Comme ce n’est pas le cas, la production d’opium afghane se résume à une économie mafieuse, qui nourrit par dessus le marché une grande partie de la dissidence.

L’argent de la culture d’opium ne profite qu’aux narco-trafiquants, qui ne réinvestissent pas dans la construction du pays, dans ses infrastructures – par conséquent toujours délabrées. L’Afghanistan est le pays où le niveau de vie est le plus faible du monde. La situation est catastrophique.

JOL Press : Quelle est l’ampleur de la corruption en Afghanistan ?

 

Michael Barry : Il me semble qu’il serait plus juste de parler ici de « largesses ». Un chef n’est reconnu qu’en fonction des largesses qu’il redistribue ; c’est la légitimité fondamentale du pouvoir en Afghanistan. Un chef qui ne redistribue pas des largesses perd sa légitimité en tant que chef.

La reconnaissance de ce comportement politique fondamental afghan a permis à certaines puissances étrangères de traiter le gouvernement afghan lui-même comme une chefferie de redistribution de largesses.

Peut-on donc appeler cela véritablement de la corruption, à partir du moment où il s’agit d’un comportement fondamental de cette société ?

JOL Press : Les sous-sols afghans sont très riches en minéraux (cuivre, zinc, lithium, fer…). Le pays pourrait-il s’affranchir de sa dépendance envers l’aide étrangère en exploitant ses ressources naturelles ?

 

Michael Barry : Le pays est en effet géologiquement très intéressant.

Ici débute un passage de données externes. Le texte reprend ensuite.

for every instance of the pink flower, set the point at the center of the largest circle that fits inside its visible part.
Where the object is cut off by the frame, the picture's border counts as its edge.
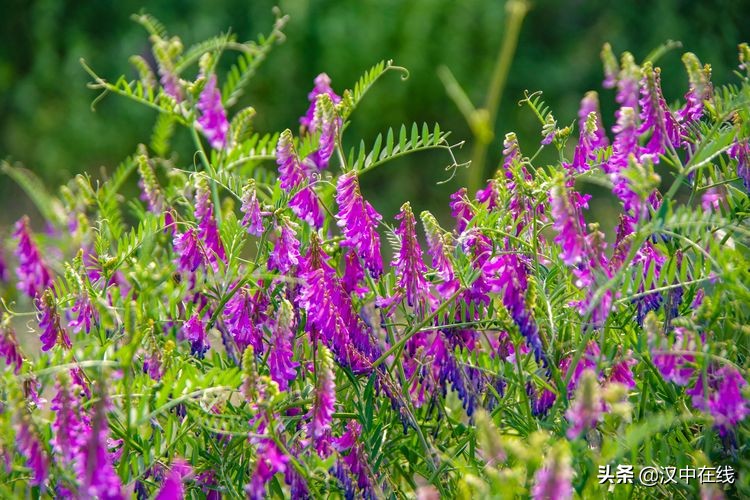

Mais, si l’Afghanistan demeure une zone d’insécurité fondamentale, où la puissance revient à des seigneurs de guerre qui peuvent trafiquer les ressources pour maintenir leur pouvoir non pas dans l’intérêt du pays en tant qu’unité mais en fonction des fiefs qu’ils contrôlent, il est alors à craindre que le pays soit dépouillé de ses ressources, un peu à la manière de ce qui est arrivé à la République démocratique du Congo.